Answer your question directly, call some read-model that answers the question that your flight exists from the Command Handler, use dependency injection for passing the service that responds to such question (In the best case, use Functions as dependencies instead of Objects).
CQRS is not about the Command side can't call the Query side, the segregation is so you don't end up with **one class/service/object** doing Commands and Queries. Instead, you have two classes/services/objects.
Aside from that, here is my thought about the topic in general so please understand I will twist your domain to fit what I am trying to explain.
> We obviously don't want to allow reservations to be created for non-existent flights.
Totally understandable but we need to agree about what is "non-existent flights".
The flight could get cancel right after I made the reservation, or something else could happen that would make it a "non-existent flight". So the flight exists at the moment I did.
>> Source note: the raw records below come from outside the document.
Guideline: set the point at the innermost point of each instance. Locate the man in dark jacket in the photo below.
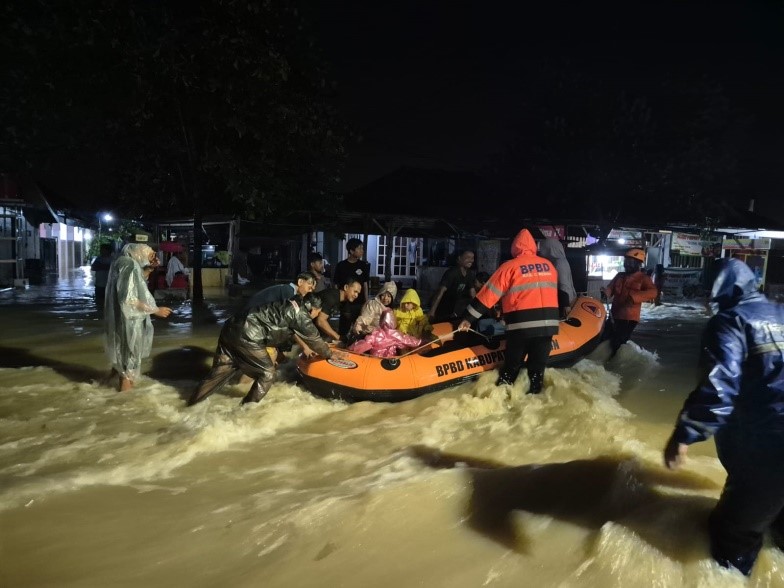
(740, 400)
(247, 339)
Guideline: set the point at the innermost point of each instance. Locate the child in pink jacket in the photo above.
(385, 340)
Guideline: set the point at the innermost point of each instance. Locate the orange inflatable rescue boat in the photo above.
(355, 376)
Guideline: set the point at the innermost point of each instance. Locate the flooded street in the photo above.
(468, 487)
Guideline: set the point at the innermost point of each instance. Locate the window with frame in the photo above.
(406, 255)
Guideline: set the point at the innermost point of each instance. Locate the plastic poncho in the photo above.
(740, 398)
(412, 322)
(174, 266)
(370, 315)
(127, 311)
(385, 340)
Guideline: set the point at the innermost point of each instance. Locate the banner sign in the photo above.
(557, 231)
(744, 243)
(630, 238)
(682, 282)
(688, 244)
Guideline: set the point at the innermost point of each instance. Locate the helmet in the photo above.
(637, 254)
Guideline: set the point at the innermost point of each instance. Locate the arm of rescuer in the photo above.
(482, 304)
(711, 404)
(307, 336)
(322, 322)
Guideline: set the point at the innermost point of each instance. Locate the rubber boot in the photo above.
(256, 393)
(504, 379)
(537, 381)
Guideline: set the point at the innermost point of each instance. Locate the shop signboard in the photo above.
(682, 282)
(629, 238)
(745, 244)
(691, 244)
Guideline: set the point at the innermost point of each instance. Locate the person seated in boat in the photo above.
(335, 301)
(552, 250)
(371, 311)
(410, 317)
(386, 340)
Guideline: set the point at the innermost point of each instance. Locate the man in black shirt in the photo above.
(352, 267)
(455, 291)
(337, 301)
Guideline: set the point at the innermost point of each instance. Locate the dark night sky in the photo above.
(443, 84)
(437, 84)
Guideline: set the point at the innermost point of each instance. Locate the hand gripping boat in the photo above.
(354, 376)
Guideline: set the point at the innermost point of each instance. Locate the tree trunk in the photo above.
(198, 240)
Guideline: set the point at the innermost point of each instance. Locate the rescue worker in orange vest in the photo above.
(627, 290)
(527, 286)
In other cases (this was my case a few weeks ago), people could change the request and send garbage flights ID or the Frontend clients did something wrong with the read-models.
So, what should I do?
1. Trying to mitigate the issue by checking that at least the flight at a given time exists (your case) at the cost of slowing down the reservation system and creating coupling.
2. Take garbage data and do the invariants checking where it matters at the moment it matters.
It may be the case that although somebody made a reservation with the wrong flight because the flight was canceled/removed/whatever, you can propose the customer a new for the exact same price but different time or maybe the exact same time but different flight, I don't know (react to it, think about the business opportunity).
Before you put dependencies for checking such invariant that was done by database foreign keys before (probably), maybe take "garbage" information, do the business invariant closer to where it really matters and react to it from the business.